Given a point $P$ and two circles $\Gamma$ and $\Gamma'$ with centers $O$ and $O'$. I'm searching for a method to construct lines passing through $P$ and defining on each circle chords of same length.
A geometer professor made the following drawing to illustrate the problem.
Many thanks for any constructive idea or suggestions.
On
Suppose first that the two circles intersect each other. Let $F$ be the midpoint of the line of centres $O_1O_2$, and let $F'$ be the reflection of $F$ in the radical axis $\mathcal{R}$ of the two circles. Let $\mathcal{P}$ be the parabola with focus $F$ and directrix the line through $F'$ parallel to the radical axis $\mathcal{R}$. If $\ell$ is a line, let $X_\ell$ be the foot of the perpendicular from $F$ to $\ell$. Then $\ell$ is a tangent to $\mathcal{P}$ if and only if $X_\ell$ lies on the radical axis.
Given a point $P$, suppose that $\ell$ is a tangent to $\mathcal{P}$ that passes through $P$. Let $M_1$, $M_2$ be the feet of the perpendiculars from $O_1$, $O_2$ to the line $\ell$. The lines $O_1M_1$, $FX_\ell$, $O_2M_2$ are parallel, and $F$ is the midpoint of $O_1O_2$, and hence $X_\ell$ is the midpoint of $M_1M_2$. If this line $\ell$ intersects the two circles, forming chords of lengths $w_1$, $w_2$ respectively (and midpoints $M_1$, $M_2$), then the Intersecting Chords Theorem tells us that
$$ X_\ell M_1^2 - \frac14w_1^2 \; = \; X_\ell A \times X_\ell B \; = \; X_\ell M_2^2 - \frac14w_2^2 $$
where the radical axis meets the two circles at $A$ and $B$, and hence $w_1=w_2$.

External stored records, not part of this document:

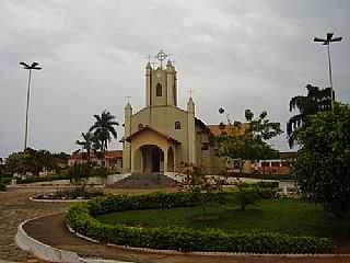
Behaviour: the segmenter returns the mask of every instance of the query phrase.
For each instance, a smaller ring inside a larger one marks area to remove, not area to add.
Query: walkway
[[[28,197],[34,193],[42,193],[43,188],[23,188],[23,190],[11,190],[8,193],[0,193],[0,262],[13,261],[13,262],[43,262],[34,259],[31,254],[19,249],[14,243],[14,236],[16,233],[18,226],[20,222],[34,218],[37,216],[48,216],[54,213],[63,211],[69,204],[65,203],[36,203],[28,201]],[[49,188],[45,191],[50,191]],[[109,190],[114,192],[114,190]],[[171,191],[171,190],[168,190]],[[124,192],[124,191],[120,191]],[[139,192],[131,191],[128,192]],[[149,190],[142,190],[142,192],[149,192]],[[40,229],[37,232],[34,229]],[[62,216],[51,216],[46,219],[40,219],[33,222],[26,229],[30,233],[33,233],[39,240],[51,243],[55,247],[72,250],[81,255],[95,255],[104,256],[109,259],[118,259],[130,262],[142,262],[142,263],[350,263],[350,258],[230,258],[230,256],[198,256],[198,255],[166,255],[158,253],[145,253],[129,251],[125,249],[108,248],[100,244],[90,243],[85,240],[81,240],[77,237],[71,236],[62,224]],[[43,235],[45,233],[45,235]]]
[[[63,215],[54,215],[30,221],[24,226],[28,236],[55,248],[74,251],[86,258],[103,258],[138,263],[312,263],[312,262],[350,262],[350,256],[332,258],[281,258],[281,256],[209,256],[185,254],[160,254],[118,249],[104,244],[95,244],[72,236],[63,225]]]

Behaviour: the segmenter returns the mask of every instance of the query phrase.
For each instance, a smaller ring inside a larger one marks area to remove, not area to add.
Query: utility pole
[[[331,79],[331,64],[330,64],[330,52],[329,46],[332,42],[341,42],[342,37],[332,37],[334,33],[327,33],[326,38],[314,37],[314,42],[322,42],[324,46],[327,46],[327,55],[328,55],[328,73],[329,73],[329,84],[330,84],[330,108],[334,111],[334,88],[332,88],[332,79]]]

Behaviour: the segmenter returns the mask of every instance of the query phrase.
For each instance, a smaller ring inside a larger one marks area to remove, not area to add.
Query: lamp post
[[[32,80],[32,69],[40,70],[42,68],[38,67],[38,62],[32,62],[32,65],[27,65],[25,62],[20,62],[24,69],[30,70],[28,77],[28,89],[26,92],[26,111],[25,111],[25,132],[24,132],[24,151],[26,150],[27,146],[27,135],[28,135],[28,110],[30,110],[30,94],[31,94],[31,80]]]
[[[329,45],[332,42],[340,42],[342,39],[341,36],[332,38],[332,35],[334,35],[334,33],[327,33],[326,38],[314,37],[314,42],[322,42],[323,45],[327,46],[329,84],[330,84],[330,108],[331,108],[331,111],[334,110],[334,100],[335,100],[335,98],[334,98],[334,90],[332,90]]]

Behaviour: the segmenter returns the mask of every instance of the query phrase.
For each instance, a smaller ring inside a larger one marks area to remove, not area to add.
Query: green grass
[[[206,213],[201,207],[180,207],[119,211],[101,215],[97,219],[112,225],[141,227],[219,228],[226,232],[259,230],[335,239],[350,237],[349,218],[337,219],[320,205],[289,199],[264,199],[245,211],[236,205],[212,205]]]

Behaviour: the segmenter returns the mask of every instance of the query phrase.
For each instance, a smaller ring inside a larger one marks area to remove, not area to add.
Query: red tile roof
[[[171,137],[171,136],[168,136],[168,135],[166,135],[166,134],[163,134],[163,133],[161,133],[161,132],[159,132],[159,130],[156,130],[156,129],[154,129],[154,128],[151,128],[151,127],[149,127],[149,126],[145,126],[145,127],[139,129],[138,132],[133,133],[133,134],[130,135],[129,137],[125,138],[125,140],[130,141],[135,136],[138,136],[139,134],[142,134],[142,133],[145,132],[145,130],[150,130],[150,132],[152,132],[152,133],[155,133],[155,134],[160,135],[161,137],[163,137],[163,138],[165,138],[165,139],[167,139],[167,140],[174,141],[175,144],[180,144],[178,140],[174,139],[173,137]]]

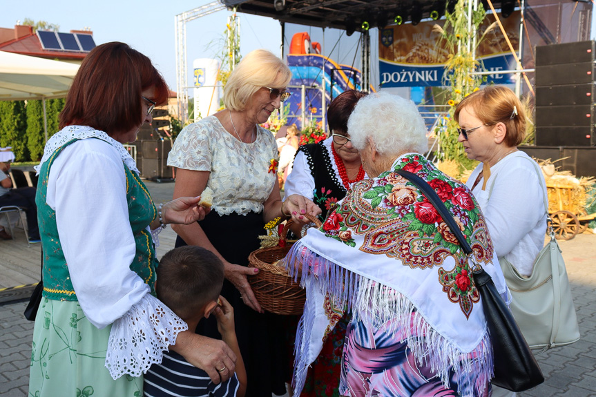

Start with a point $P$ outside the parabola $\mathcal{P}$, and draw a circle with $FP$ as diameter. Since $P$ lies outside the parabola $\mathcal{P}$, this circle will intersect the radical axis $\mathcal{R}$ at two points $X_1$, $X_2$. The lines $PX_1$, $PX_2$ will be tangents to $\mathcal{P}$; if the lines intersect both circles, they will cut the circles in congruent chords with midpoints $M_{1,1},M_{2,1}$ and $M_{1,2},M_{2,2}$ respectively.
It is easy to show that the mutual tangents to the two circles, which pass through the external similitude centre $Se$ of the circles, are themselves tangents to $\mathcal{P}$. It is clear that the line $PX_1$ will not intersect the two circles if $P$ lies above the upper mutual tangent, and that $PX_2$ will not intersect the two circles if $P$ lies below the lower mutual tangent.
For us to be able to perform this construction, therefore, $P$ must lie outside the parabola $\mathcal{P}$ (so that the points $X_1,X_2$ exist) and also $P$ must lie outside the wedge formed by the two mutual tangents to the circles vertically opposite to $\mathcal{P}$.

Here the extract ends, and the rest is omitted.